For every time you use something personal for the business or vice versa, keep logs so as to balance the finances, and account for the income and expenses.

Shared expenses may include airtime, taking out a business partner or prospective client for lunch, and using your personal vehicle for business errands, among others. 

You need to keep account of this, so as to be in line with your inventory and finances.

If you take money from the business for personal use, that should be added to the list of business debtors and likewise if you use personal money in the business it should be added to the list of business creditors and strictly treated as such. 

You will not say you made a profit of Ksh30,000 when the Ksh20,000 you used to buy the printer has not been refunded - unless you want to forfeit it to become business capital - but the day-to-day would not involve constant capital injections. 

8. Talk to a professional

Sometimes people need more than their own voice of reason, experience or expertise to take the right action.
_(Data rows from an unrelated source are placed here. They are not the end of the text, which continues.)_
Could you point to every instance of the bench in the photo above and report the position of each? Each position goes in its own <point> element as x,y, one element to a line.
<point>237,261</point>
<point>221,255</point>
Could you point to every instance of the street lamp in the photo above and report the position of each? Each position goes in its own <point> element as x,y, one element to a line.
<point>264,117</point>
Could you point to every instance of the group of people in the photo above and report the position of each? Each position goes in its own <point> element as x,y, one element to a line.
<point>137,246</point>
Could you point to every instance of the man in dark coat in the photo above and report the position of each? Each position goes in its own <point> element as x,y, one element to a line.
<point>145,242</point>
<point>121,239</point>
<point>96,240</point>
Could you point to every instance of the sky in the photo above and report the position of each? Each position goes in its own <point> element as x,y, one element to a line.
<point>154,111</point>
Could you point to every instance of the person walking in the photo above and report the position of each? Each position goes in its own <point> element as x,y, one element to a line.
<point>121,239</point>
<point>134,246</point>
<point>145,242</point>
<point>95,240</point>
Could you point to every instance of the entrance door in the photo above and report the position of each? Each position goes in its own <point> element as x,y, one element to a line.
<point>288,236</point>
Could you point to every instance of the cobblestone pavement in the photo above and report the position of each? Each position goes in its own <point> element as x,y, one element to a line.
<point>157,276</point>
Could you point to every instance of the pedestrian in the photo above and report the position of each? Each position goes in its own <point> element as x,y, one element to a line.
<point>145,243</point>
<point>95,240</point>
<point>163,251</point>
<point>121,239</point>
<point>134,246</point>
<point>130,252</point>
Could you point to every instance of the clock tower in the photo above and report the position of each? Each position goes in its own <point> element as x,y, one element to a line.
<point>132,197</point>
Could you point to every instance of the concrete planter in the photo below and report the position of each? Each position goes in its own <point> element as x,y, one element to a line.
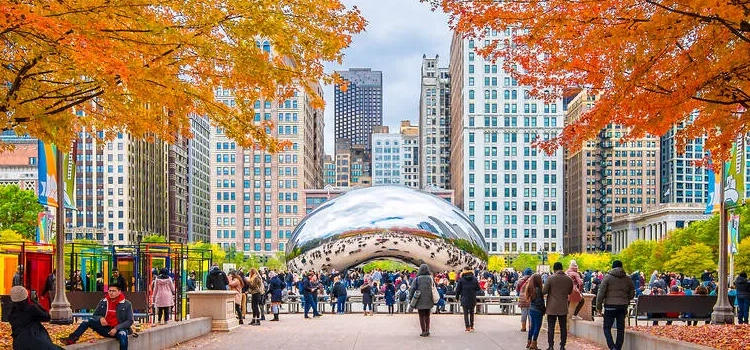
<point>593,331</point>
<point>156,338</point>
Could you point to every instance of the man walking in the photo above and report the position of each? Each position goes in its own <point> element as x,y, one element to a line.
<point>557,288</point>
<point>615,293</point>
<point>217,279</point>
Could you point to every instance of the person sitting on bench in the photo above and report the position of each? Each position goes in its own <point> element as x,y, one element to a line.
<point>112,318</point>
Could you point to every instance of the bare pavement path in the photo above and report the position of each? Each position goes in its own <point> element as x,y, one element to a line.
<point>355,331</point>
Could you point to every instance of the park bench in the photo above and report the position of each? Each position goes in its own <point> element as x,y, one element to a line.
<point>83,304</point>
<point>699,307</point>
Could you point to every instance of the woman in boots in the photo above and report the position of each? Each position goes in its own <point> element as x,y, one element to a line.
<point>275,288</point>
<point>533,292</point>
<point>255,287</point>
<point>235,285</point>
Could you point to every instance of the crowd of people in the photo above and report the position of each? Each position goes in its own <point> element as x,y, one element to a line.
<point>423,291</point>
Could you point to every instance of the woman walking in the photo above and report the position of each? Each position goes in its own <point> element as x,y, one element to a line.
<point>367,292</point>
<point>255,287</point>
<point>533,292</point>
<point>466,291</point>
<point>26,323</point>
<point>235,285</point>
<point>389,294</point>
<point>162,297</point>
<point>421,292</point>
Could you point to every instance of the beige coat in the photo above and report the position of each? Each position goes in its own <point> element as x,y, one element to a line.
<point>558,287</point>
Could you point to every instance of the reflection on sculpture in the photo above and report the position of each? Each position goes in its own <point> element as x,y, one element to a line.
<point>386,222</point>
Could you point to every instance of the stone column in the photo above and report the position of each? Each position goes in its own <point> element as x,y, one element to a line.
<point>216,304</point>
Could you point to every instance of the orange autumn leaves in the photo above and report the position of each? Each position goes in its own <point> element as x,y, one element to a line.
<point>145,67</point>
<point>654,62</point>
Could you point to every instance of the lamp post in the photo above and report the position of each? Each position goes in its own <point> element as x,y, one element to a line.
<point>60,311</point>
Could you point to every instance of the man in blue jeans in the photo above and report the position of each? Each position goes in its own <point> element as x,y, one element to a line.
<point>310,291</point>
<point>112,318</point>
<point>615,293</point>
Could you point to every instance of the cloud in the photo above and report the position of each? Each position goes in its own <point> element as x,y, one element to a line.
<point>398,33</point>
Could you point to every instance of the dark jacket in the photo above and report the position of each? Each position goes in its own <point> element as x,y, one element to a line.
<point>124,314</point>
<point>558,287</point>
<point>743,289</point>
<point>339,290</point>
<point>616,289</point>
<point>26,327</point>
<point>423,282</point>
<point>538,303</point>
<point>217,279</point>
<point>276,288</point>
<point>467,288</point>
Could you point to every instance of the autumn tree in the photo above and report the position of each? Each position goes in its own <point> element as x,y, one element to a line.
<point>652,62</point>
<point>19,210</point>
<point>145,67</point>
<point>691,260</point>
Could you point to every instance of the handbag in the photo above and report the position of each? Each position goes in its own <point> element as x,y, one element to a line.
<point>435,294</point>
<point>575,296</point>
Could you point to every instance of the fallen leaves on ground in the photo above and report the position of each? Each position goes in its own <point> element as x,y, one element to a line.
<point>55,332</point>
<point>725,337</point>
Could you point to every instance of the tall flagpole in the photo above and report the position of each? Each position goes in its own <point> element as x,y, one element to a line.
<point>723,310</point>
<point>60,311</point>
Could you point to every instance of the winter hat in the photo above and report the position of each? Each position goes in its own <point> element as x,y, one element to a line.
<point>18,293</point>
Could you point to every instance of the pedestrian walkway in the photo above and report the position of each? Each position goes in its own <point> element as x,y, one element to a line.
<point>354,331</point>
If you feel unable to walk this journey alone, seek the help of a professional in finance. You will also most likely actually require a trained accountant to handle your finances including taxes. 


If you are keen on growing your business, whether it is simply a side hustle or a fully-fledged family business, personal finances must be separated from business operations.

This is not to mean that your business and your personal life are not intertwined. Nevertheless, if the business is to grow, it has to have its own records, own assets and liabilities as an independent entity that transacts on its own. 

It is very ordering, can generally help you get better financing terms and will save you from a possibility of business failure that can be occasioned by personal interests coming in the way of business needs. 

If you look around, there is no shortage of tales of businesses, even some at hundreds of millions of shillings, failing primarily because of personal interests.

You do not want yours to be that story.